VEGF-A induced a dose-dependent increase in PDGFR tyrosine phosphorylation. The effects of varying VEGF-A₁₆₅ concentration on induced PDGFR tyrosine phosphorylation levels was determined by specific ELISAs. MSCs in serum-free conditions were exposed to 0.5, 1, 2, 5, 10, 25, 50, 100, or 200 ng/ml VEGF-A₁₆₅ for 10 min at 37°C. As a control, cells were also exposed to identical concentrations of PDGF-BB. MSC lysates were assayed for either PDGFRα or PDGFRβ tyrosine phosphorylation using a corresponding ELISA. Increased tyrosine phosphorylation is represented by an increase in optical density (OD_450nm). Data shown are mean OD_450nm ± the SD determined from two independent experiments performed in triplicate.

Figure 8.

VEGF-A associated with both PDGFRα and PDGFRβ. Binding of VEGF-A to either PDGFRα or PDGFRβ was examined using a cross-linking approach. MSCs were unstimulated (basal) or stimulated with either 10 ng/ml VEGF-A₁₆₅ (165) or PDGF-BB (BB) as a positive control, or 10 ng/ml TGF-β₁ as a negative control (not depicted), for 10 min at 37°C. To inhibit growth factor binding to the respective PDGFR, MSCs were also pretreated with either 10 μg/ml anti-PDGFRα (Rα) or -PDGFRβ (Rβ) cell surface neutralization antibodies for 30 min at 37°C, before growth factor stimulation.
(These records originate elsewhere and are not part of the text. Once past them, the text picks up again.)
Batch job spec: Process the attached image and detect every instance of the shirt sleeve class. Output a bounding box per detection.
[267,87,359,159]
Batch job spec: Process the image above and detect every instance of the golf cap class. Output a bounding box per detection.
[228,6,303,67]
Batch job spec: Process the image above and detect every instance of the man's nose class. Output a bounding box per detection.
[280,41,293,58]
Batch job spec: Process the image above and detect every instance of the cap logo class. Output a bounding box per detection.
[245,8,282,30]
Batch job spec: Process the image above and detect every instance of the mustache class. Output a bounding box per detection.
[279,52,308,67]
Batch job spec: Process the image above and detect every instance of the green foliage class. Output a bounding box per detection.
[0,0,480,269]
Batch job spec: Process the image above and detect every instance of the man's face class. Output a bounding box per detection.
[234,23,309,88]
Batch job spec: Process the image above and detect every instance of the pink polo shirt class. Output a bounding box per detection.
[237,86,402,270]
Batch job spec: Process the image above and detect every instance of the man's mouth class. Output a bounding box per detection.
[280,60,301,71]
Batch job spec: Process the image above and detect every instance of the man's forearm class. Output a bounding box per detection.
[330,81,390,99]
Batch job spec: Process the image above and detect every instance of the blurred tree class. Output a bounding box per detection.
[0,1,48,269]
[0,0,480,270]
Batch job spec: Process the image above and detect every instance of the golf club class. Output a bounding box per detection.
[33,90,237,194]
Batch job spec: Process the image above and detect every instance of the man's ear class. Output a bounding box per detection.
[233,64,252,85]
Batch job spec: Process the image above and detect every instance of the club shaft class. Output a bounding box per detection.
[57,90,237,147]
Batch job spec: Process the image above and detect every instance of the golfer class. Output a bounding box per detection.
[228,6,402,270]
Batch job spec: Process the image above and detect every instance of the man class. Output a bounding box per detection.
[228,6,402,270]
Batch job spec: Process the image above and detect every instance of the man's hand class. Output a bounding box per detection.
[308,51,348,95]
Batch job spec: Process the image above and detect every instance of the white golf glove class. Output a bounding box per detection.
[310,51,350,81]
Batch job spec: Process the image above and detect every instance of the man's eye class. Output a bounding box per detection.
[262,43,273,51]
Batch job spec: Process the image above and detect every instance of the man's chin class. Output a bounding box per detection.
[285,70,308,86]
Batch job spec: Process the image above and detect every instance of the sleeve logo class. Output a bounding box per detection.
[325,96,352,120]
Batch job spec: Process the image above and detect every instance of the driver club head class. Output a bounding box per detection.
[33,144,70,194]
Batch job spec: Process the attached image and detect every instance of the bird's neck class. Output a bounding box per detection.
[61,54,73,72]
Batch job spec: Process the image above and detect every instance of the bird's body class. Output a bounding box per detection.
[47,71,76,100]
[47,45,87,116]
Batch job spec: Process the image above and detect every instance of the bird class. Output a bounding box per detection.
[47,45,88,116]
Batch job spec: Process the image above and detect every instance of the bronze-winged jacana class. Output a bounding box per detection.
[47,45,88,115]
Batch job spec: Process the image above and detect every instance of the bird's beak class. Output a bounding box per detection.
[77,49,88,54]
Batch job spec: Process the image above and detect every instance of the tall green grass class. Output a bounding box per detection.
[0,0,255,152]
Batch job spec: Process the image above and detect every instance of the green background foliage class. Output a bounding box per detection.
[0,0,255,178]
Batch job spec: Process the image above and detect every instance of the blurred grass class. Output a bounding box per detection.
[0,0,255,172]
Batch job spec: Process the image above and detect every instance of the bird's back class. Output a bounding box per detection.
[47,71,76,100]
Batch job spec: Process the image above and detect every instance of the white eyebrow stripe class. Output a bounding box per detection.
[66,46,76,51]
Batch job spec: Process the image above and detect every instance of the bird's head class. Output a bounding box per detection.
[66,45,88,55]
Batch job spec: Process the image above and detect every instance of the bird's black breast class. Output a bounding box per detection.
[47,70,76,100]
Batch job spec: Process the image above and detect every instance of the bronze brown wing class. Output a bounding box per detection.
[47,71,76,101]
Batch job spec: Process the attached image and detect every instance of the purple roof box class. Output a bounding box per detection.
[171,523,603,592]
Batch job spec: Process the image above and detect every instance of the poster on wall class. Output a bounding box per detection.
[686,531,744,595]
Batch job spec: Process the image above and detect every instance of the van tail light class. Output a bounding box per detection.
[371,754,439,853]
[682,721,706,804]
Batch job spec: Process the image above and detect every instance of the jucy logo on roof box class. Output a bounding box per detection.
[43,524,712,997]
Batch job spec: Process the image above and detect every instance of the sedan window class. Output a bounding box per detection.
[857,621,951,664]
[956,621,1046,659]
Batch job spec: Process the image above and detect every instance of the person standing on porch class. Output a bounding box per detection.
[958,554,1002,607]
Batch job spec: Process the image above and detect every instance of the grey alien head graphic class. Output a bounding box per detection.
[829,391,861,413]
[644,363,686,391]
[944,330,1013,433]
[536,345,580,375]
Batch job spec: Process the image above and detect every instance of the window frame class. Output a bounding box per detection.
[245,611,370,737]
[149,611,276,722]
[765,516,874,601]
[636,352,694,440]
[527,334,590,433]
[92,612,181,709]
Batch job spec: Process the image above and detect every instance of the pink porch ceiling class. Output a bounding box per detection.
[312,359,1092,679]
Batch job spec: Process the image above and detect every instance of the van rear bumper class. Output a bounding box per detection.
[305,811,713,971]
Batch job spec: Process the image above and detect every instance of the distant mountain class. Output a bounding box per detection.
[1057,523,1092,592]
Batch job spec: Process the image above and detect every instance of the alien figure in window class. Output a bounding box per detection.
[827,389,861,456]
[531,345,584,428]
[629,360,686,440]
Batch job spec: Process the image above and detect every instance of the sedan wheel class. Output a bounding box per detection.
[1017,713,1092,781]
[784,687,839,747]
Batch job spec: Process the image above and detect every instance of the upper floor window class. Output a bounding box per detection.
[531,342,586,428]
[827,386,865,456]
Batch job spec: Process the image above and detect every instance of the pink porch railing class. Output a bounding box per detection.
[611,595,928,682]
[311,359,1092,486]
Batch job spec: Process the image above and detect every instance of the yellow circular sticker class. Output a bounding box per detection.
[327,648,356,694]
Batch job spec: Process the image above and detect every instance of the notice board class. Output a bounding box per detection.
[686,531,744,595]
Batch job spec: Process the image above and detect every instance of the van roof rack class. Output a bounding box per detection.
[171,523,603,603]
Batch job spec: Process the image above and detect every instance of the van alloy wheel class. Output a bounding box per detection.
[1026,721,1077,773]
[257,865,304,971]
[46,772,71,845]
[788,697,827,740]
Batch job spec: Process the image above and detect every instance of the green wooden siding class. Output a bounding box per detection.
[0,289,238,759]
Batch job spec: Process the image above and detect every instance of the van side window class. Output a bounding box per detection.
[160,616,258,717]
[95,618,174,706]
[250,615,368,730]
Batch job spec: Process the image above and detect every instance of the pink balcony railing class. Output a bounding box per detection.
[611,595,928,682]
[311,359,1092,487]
Growth factor binding to PDGFR was captured by adding 1 mM of a cell membrane–impermeable cross-linking agent (DTSSP), followed by immunoprecipitation (IP) analysis using anti-PDGFRα or anti-PDGFRβ, then growth factor association detected by immunoblot (IB) analysis using corresponding (A) anti–VEGF-A or (B) –PDGF-B. Membranes were reprobed with anti-PDGFRα or -PDGFRβ as loading controls. A representative of three independent experiments is shown for each analysis.

Figure 9.

PDGF-induced MSC migration was inhibited by VEGF-A. The effects of VEGF-A on PDGF-induced MSC migration was examined using Boyden chamber migration assays. MSCs were preincubated with 10 ng/ml VEGF-A₁₆₅ for 10 min, before adding the cell suspension onto the upper chamber membrane surface and exposure to 10 ng/ml PDGF-AA or -BB in the lower half of a Boyden chamber for 5 h. MSCs not exposed to either growth factor represents a growth factor–independent migration control. Images below each bar graph are representative of migratory cells/field (using a 10× objective lens) on the membrane underside. Data shown are the mean number migratory cells ± the SD determined from 10 random fields from each of two independent experiments. *, P < 0.001 compared with the respective migration induced by PDGF alone.